Molecular sequence data from both collagen and mitochondrial DNA supports that litopterns and notoungulates are most closely related to Perissodactyla (the group containing equids, rhinoceroses, and tapirs) among living mammals, as part of the clade Panperissodactyla, making them true ungulates, which has also been supported by some analyses of morphology. However, other morphological analyses have placed Litopterna elsewhere within Laurasiatheria. Didolodontids may be closely related to litopterns, and it has been proposed that they should be classified within Litopterna, but some analyses do not find them to be close relatives.

Molecular sequence data from collagen suggests Notoungulata and Litopterna are more closely related to each other than to Perissodactyla, suggesting that at least part of Meridiungulata is monophyletic. By contrast, morphology-based analyses have found a range of possible positions for notoungulates. They have been found to be elsewhere within Laurasiatheria, within Afrotheria, and as stem-group atlantogenatans. A position within Afrotheria has been argued to be unlikely on biogeographic grounds, and some of the afrotherian characteristics present in notoungulates have been refuted.

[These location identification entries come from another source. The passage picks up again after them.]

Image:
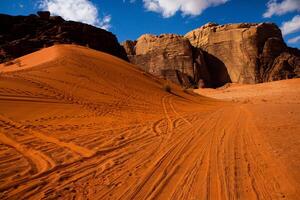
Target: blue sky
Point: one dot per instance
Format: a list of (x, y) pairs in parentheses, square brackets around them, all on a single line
[(129, 19)]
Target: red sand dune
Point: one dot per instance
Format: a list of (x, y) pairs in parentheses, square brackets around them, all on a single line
[(77, 123)]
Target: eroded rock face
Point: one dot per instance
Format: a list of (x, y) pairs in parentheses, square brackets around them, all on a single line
[(20, 35), (167, 56), (244, 53)]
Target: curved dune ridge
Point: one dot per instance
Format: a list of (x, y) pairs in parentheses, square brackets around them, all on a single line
[(78, 123)]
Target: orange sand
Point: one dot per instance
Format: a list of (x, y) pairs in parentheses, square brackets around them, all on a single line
[(77, 123)]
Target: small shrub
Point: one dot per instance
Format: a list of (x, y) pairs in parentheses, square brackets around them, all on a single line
[(167, 88)]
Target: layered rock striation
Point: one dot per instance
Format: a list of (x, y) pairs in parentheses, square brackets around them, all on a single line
[(168, 56), (20, 35), (214, 55), (250, 53)]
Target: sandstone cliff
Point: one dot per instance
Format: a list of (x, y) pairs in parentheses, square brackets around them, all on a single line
[(20, 35), (245, 53), (167, 56)]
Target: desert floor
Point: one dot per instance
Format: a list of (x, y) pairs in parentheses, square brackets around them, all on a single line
[(79, 124)]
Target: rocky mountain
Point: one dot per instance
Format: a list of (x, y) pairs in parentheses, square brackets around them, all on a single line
[(209, 56), (214, 55), (167, 56), (20, 35)]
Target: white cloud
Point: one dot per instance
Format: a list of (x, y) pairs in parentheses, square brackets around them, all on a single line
[(168, 8), (292, 26), (281, 8), (76, 10), (294, 40)]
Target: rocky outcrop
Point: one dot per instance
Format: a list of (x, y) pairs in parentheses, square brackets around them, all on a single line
[(245, 53), (20, 35), (168, 56)]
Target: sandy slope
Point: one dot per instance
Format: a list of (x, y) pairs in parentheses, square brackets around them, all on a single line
[(76, 123)]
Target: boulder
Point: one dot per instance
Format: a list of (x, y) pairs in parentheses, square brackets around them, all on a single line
[(167, 56), (242, 53), (45, 15)]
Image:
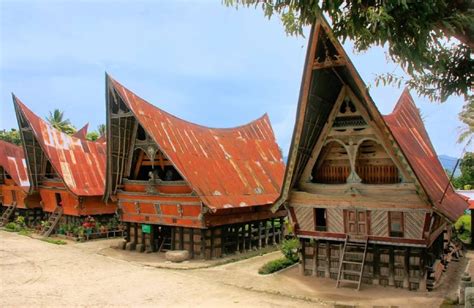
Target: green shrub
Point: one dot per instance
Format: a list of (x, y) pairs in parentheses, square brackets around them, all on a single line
[(24, 232), (275, 266), (20, 221), (289, 248)]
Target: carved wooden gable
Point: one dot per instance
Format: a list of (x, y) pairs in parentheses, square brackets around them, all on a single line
[(350, 149)]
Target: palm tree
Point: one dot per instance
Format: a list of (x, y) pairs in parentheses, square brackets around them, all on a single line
[(56, 119), (101, 129)]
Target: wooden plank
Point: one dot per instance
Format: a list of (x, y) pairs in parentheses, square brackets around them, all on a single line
[(212, 242), (191, 240)]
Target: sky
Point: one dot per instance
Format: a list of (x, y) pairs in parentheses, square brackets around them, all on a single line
[(199, 60)]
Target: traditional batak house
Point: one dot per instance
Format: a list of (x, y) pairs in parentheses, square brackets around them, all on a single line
[(68, 172), (182, 186), (366, 193), (14, 186)]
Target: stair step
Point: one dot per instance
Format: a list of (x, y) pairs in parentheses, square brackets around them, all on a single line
[(349, 272)]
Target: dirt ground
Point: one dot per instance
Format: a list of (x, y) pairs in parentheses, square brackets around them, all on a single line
[(36, 273)]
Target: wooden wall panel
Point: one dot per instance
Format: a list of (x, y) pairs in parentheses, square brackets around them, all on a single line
[(305, 218), (379, 223), (414, 224), (335, 220)]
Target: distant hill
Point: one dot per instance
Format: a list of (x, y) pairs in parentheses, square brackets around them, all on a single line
[(449, 163)]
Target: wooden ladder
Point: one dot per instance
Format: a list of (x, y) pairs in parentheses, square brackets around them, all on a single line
[(53, 220), (357, 249), (7, 214)]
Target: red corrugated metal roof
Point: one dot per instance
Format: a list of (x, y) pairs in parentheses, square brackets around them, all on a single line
[(80, 163), (227, 168), (408, 130), (12, 159)]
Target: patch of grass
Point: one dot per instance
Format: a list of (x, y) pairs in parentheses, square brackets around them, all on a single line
[(12, 227), (54, 241), (275, 266), (449, 302)]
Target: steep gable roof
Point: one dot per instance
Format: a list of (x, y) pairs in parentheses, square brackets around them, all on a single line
[(12, 159), (327, 70), (79, 163), (408, 130), (227, 168), (82, 133)]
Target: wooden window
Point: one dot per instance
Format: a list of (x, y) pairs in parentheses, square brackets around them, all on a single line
[(356, 222), (395, 224), (320, 223)]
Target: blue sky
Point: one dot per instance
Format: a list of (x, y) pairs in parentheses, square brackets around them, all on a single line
[(202, 61)]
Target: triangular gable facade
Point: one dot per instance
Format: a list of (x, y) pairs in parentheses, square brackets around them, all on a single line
[(12, 160), (78, 162), (226, 168), (331, 86)]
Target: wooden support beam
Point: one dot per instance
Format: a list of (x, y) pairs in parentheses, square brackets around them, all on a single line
[(315, 258), (191, 241), (173, 243), (203, 244), (282, 227), (391, 275), (266, 233), (212, 242), (273, 232), (328, 63), (303, 256), (327, 271), (181, 238)]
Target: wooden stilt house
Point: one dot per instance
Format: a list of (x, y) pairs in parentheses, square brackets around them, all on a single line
[(366, 193), (14, 186), (68, 172), (182, 186)]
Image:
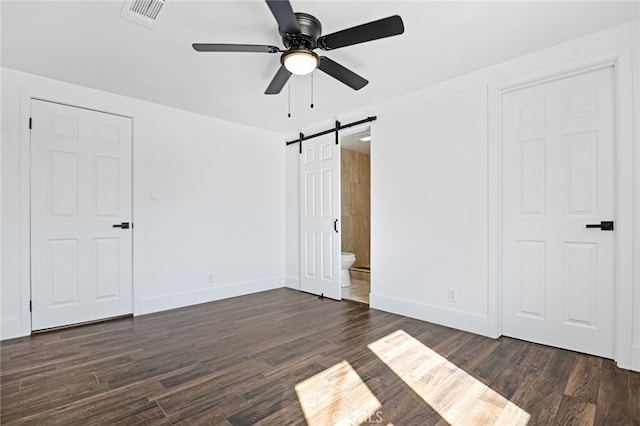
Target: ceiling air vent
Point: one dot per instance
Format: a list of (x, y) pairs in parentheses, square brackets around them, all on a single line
[(144, 12)]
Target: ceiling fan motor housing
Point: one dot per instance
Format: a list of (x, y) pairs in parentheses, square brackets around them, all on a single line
[(310, 31)]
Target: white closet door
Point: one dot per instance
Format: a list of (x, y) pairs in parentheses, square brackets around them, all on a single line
[(319, 216), (81, 266), (559, 176)]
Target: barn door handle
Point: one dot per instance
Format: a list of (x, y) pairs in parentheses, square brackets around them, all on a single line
[(604, 225)]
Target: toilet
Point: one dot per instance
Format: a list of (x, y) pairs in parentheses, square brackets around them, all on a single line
[(347, 259)]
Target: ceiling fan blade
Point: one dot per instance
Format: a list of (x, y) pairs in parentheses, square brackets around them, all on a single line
[(341, 73), (218, 47), (282, 11), (374, 30), (278, 82)]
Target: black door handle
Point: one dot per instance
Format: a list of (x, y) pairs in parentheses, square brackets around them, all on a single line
[(604, 225)]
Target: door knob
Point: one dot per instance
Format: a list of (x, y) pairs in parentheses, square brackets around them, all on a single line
[(604, 225)]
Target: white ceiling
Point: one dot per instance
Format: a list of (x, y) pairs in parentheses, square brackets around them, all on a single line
[(88, 43)]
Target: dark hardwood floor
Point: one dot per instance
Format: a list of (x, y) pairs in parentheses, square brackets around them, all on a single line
[(285, 357)]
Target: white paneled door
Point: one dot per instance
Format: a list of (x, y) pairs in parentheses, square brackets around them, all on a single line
[(558, 276), (81, 265), (319, 217)]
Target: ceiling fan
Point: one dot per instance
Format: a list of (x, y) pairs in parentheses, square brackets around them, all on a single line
[(301, 34)]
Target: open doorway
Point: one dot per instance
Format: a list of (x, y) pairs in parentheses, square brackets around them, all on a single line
[(355, 176)]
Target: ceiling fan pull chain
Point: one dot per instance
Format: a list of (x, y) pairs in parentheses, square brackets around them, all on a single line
[(289, 90), (311, 90)]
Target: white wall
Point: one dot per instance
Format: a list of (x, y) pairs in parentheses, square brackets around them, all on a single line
[(219, 207), (429, 191), (292, 195)]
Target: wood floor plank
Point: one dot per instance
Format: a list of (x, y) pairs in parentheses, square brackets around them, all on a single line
[(615, 403), (283, 357)]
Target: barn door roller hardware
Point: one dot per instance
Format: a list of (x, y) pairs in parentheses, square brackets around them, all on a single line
[(337, 127)]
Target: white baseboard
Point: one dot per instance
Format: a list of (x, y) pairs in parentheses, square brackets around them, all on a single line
[(188, 298), (460, 320), (292, 282), (11, 328)]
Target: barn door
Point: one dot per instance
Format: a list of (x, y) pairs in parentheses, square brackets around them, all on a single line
[(319, 216)]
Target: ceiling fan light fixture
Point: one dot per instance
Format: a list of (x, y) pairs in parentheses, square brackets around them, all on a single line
[(300, 62)]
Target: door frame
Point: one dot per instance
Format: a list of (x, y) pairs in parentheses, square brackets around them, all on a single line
[(72, 100), (620, 60)]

Litopterns and notoungulates are the only South American ungulates to have gone extinct recently enough for molecular data to be available, so the relationships of astrapotheres, pyrotheres, and xenungulates must be determined based on morphology alone.

The clade Sudamericungulata has been proposed to encompass astrapotheres, notoungulates, pyrotheres, and xenoungulates but not litopterns. Such a clade had been found in previous studies, but left unnamed. The study proposing the name Sudamericungulata found them to be afrotheres. The study proposing Sudamericungulata was questioned in a later study, who suggested that the taxon and character sampling in the analysis was poor (including only a single perissodactyl), and that the placement of Sudamericungulata within Afrotheria was not robustly supported, and that a placement within Laurasiatheria was supported for Sudamericungulata and Litopterna when Afrotheria and Laurasiatheria were constrained to be monophyletic by molecular results.

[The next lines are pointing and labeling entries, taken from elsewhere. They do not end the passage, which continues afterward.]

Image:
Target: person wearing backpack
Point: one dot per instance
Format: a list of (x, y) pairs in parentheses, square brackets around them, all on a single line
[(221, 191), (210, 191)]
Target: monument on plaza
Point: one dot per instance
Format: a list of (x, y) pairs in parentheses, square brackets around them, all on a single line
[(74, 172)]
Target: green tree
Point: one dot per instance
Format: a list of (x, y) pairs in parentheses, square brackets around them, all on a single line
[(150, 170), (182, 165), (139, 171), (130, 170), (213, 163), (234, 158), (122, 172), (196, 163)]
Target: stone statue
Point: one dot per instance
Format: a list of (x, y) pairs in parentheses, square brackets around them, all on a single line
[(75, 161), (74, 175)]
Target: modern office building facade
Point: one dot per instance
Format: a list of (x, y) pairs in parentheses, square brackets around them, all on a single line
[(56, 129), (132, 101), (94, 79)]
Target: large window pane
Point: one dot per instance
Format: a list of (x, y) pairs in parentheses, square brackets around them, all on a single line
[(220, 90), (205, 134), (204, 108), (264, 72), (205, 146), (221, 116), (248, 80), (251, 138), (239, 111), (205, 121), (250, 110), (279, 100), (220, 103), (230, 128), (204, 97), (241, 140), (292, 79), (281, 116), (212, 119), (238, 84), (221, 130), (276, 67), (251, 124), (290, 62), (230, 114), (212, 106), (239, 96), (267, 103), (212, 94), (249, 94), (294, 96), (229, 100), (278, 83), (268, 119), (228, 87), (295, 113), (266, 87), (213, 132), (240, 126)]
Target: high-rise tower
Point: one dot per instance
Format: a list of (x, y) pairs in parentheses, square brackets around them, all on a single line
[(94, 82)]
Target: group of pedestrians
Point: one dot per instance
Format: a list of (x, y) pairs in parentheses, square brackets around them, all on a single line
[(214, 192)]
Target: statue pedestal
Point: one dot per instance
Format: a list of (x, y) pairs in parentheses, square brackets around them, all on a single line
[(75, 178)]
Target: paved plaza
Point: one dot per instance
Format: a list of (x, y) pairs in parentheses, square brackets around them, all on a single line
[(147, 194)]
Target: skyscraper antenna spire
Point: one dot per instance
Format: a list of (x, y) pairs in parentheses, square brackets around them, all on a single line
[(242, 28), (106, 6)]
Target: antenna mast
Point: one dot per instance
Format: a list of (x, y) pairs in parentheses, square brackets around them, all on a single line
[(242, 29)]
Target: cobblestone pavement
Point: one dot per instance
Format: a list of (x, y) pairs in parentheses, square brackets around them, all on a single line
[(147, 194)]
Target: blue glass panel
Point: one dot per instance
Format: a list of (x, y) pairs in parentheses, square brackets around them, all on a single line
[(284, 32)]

A 2024 study based on morphology supported the monophyly of Meridiungulata as traditionally defined.

== Evolution ==
The earliest SANUs appeared during the early Paleocene, around 63–65 million years ago. SANU diversity reached its greatest extent during the late Eocene and Oligocene periods. During the Miocene, genus and species diversity was stable, but family diversity declined, with litopterns and notoungulates being the only living SANU groups by the late Miocene. During the Pliocene and Pleistocene epochs, SANU diversity substantially declined to the point that there were only a handful of living species by the Late Pleistocene. The causes of the decline are unclear, but may be due to climatic change, or competition/predation from new arrivals from North America as part of the Great American interchange.